Go ahead and bet the bank on this one: More black sports agents are negotiating contracts and providing financial services for the superstars of sports, where the real pot of gold is in endorsement packages. But it remains an uphill battle--despite the fact that team sports are dominated by black athletes. Of the roughly 3,000 athletes in professional team sports, 50% are black, but less than 15% are represented exclusively by black sports agents.

"Unfortunately, some of the star black players have swallowed the line that you've got to have a white agent and maybe a white, Jewish agent to get the very best deal," says Raymond E. Anderson of five-year-old Anderson Reynolds (AR) Sports Inc.

"For the most part, they're indoctrinated from the time they're in high school," adds R. David Ware, a partner with Atlanta-based Thomas, Kennedy, Sampson, Edwards & Patterson, who co-negotiated Barry Sanders contracts with agent Charles Lamont Smith and also represents Mark Clayton of the Miami Dolphins. "They're pretty much told it's the white agent and white attorney who can get you the most money," he says. "Like all black business people, we not only have to be good to get a client, we have to be great."

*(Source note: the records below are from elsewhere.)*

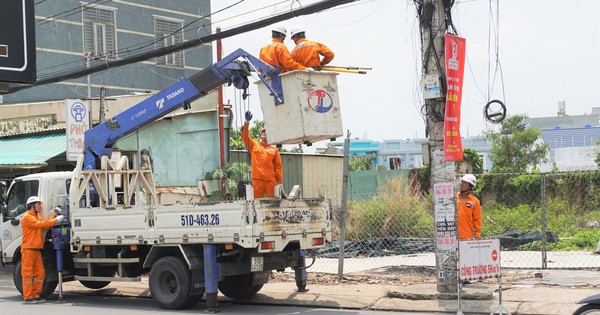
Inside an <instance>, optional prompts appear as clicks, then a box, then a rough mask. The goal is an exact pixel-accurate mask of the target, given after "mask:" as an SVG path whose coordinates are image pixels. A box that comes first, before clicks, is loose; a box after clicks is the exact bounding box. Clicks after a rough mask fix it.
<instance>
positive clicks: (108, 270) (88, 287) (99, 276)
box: [79, 269, 115, 290]
mask: <svg viewBox="0 0 600 315" xmlns="http://www.w3.org/2000/svg"><path fill="white" fill-rule="evenodd" d="M94 273H95V275H96V276H99V277H114V275H115V271H114V270H112V269H98V270H94ZM79 283H81V285H83V286H84V287H86V288H88V289H94V290H98V289H102V288H104V287H106V286H107V285H109V284H110V281H87V280H79Z"/></svg>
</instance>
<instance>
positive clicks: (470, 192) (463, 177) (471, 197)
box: [456, 174, 481, 239]
mask: <svg viewBox="0 0 600 315" xmlns="http://www.w3.org/2000/svg"><path fill="white" fill-rule="evenodd" d="M476 185H477V178H475V175H473V174H466V175H465V176H463V177H462V178H461V180H460V187H459V190H460V192H459V193H458V195H457V202H456V203H457V209H458V238H460V239H467V238H474V237H477V238H479V237H481V204H480V203H479V199H477V197H475V196H473V195H472V194H471V193H472V191H473V189H475V186H476Z"/></svg>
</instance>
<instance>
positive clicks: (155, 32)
mask: <svg viewBox="0 0 600 315" xmlns="http://www.w3.org/2000/svg"><path fill="white" fill-rule="evenodd" d="M182 28H183V21H179V20H170V19H166V18H158V17H155V18H154V36H155V38H156V48H157V49H158V48H162V47H167V46H172V45H175V44H179V43H181V42H183V32H182V31H181V29H182ZM156 64H157V65H165V66H172V67H180V68H183V51H182V50H180V51H176V52H174V53H171V54H168V55H165V56H161V57H158V58H156Z"/></svg>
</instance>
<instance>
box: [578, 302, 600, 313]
mask: <svg viewBox="0 0 600 315" xmlns="http://www.w3.org/2000/svg"><path fill="white" fill-rule="evenodd" d="M598 312H600V305H598V304H586V305H584V306H582V307H580V308H578V309H577V310H576V311H575V312H574V313H573V315H585V314H590V315H592V314H598Z"/></svg>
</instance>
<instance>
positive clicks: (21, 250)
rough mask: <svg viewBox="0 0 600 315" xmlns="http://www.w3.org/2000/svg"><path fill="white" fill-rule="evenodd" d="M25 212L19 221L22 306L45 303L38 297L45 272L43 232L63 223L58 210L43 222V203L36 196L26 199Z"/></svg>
mask: <svg viewBox="0 0 600 315" xmlns="http://www.w3.org/2000/svg"><path fill="white" fill-rule="evenodd" d="M27 209H28V210H29V211H27V212H26V213H25V215H24V216H23V219H21V229H22V230H23V240H22V243H21V277H22V279H23V300H25V302H24V304H37V303H44V302H46V300H45V299H43V298H41V297H40V294H41V292H42V286H43V285H44V279H45V278H46V272H45V269H44V264H43V263H42V250H43V249H44V231H45V230H48V229H49V228H51V227H53V226H54V225H55V224H58V223H60V222H62V221H63V219H64V216H63V215H62V214H60V208H56V209H54V210H53V211H52V216H51V217H50V219H49V220H44V218H43V217H42V212H43V211H44V203H43V202H42V200H40V198H39V197H37V196H31V197H29V199H27Z"/></svg>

Despite these and other obstacles, the profit motive has inspired more blacks to dare to be great. "As long as the sports industry itself is thriving, the opportunity is going to be there for black sports agents," says Fort-Wayne, Ind.-based Eugene E. Parker, 36, whose clients include Tim Brown of the Los Angeles Raiders, Rod Woodson of the Pittsburgh Steelers and "Prime Time" himself, Deion Sanders.

And boy, is the industry thriving--thanks in no small part to black athletes. However, even as they excel on the courts, diamonds and gridirons of the world, African-Americans continue to be largely excluded from the executive suites and boardrooms of the multi-billion-dollar sports industry. Thus, African-Americans still do not enjoy an ownership stake that is representative of their contributions as loyal consumers and reliable, often highly specialized laborers in the industry. In this, first installment of a special report examining black progress in the business of sports, BLACK ENTERPRISE looks at the gains made by African-American sports agents.

Getting A Piece Of The Action

In 1990, sports-related companies, stadiums and performers produced over $60 billion in revenues, making sports the nation's 22nd largest industry, according to Martin J. Greenberg, coauthor of Sport$biz: An Irreverant Look At Big Business in Pro Sports (Leisure Press, Champagne, 111., $19.95) and director of the National Sports Law Institute at Marquette University Law School in Milwaukee. Approximately $580 million came from professional athletes' endorsement contracts, of which agents typically get 20% to 25%--as much as $145 million annually--in commissions. Throw in the 3% to 5% (potentially $70 million a year) in commissions that represents the agents cut of the $1.4 billion in salaries that team-sport athletes earned in 1991, and it's easy to see why sports agents outnumber athletes virtually two to one. "It can be a lucrative field because you're taking a piece of the player's income, a piece of his action," Greenberg observes. "If you represent a guy who's making $5 million over four years, that's $200,000 in commissions. Fifty thousand dollars a year is a living for a lot of people."